This meant great guards needed to be great rebounders. Great centers needed to be great passers. “At the time,” he says, “that was very unique. Nobody else was doing that at that time.”
Contrast that to the United States, where, historically, if you’re tall, you get your ass down to the post. That’s starting to change now, as the game has opened up, but in the Balkans, they’ve been developing talent that way for decades.
Even in other parts of Europe, this is rare. “In France, we don’t have that technical side they have here,” says Nico Mathieu, a Parisian scout who works for the Trail Blazers. “In France, mostly, if you’re tall, you will be close to the rim. … But I feel like these guys, they have all the same fundamentals, no matter what the size or position.”

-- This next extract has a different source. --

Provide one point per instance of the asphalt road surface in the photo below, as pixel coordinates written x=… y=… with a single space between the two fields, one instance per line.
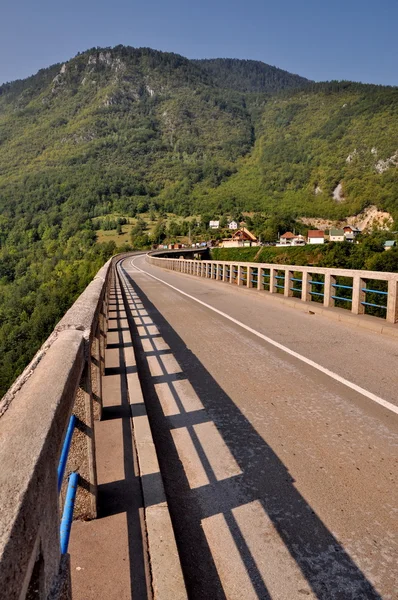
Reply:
x=278 y=456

I asked a couple of people why this is. What is it about the culture, or just the general coaching philosophy, that led to 7-footers learning point guard skills all the way back in the ’70s. I couldn’t get a definitive answer. A couple of people pointed to Yugoslavia’s communist past—this egalitarianism of every player learning every skill, all of it in this highly structured, disciplined kind of way. Zubac just said he learned the game that way because he grew up in a tiny town, and everyone had to play every position because there weren’t that many players.
“Everybody handles the ball, dribbles it, passes it, shoots it. That’s why you have guys like Jokic at 7-foot-1 doing what they do, because they were all brought up to play the game not by position, but [by] the key fundamentals.” —Fran Fraschilla
Among Americans, you won’t find many people who are greater connoisseurs of Balkan basketball than Fran Fraschilla, the ESPN draft analyst and longtime college coach. “Everybody does the same drills,” Fraschilla says. “Everybody handles the ball, dribbles it, passes it, shoots it. That’s why you have guys like Jokic at 7-foot-1 doing what they do, because they were all brought up to play the game not by position, but [by] the key fundamentals.”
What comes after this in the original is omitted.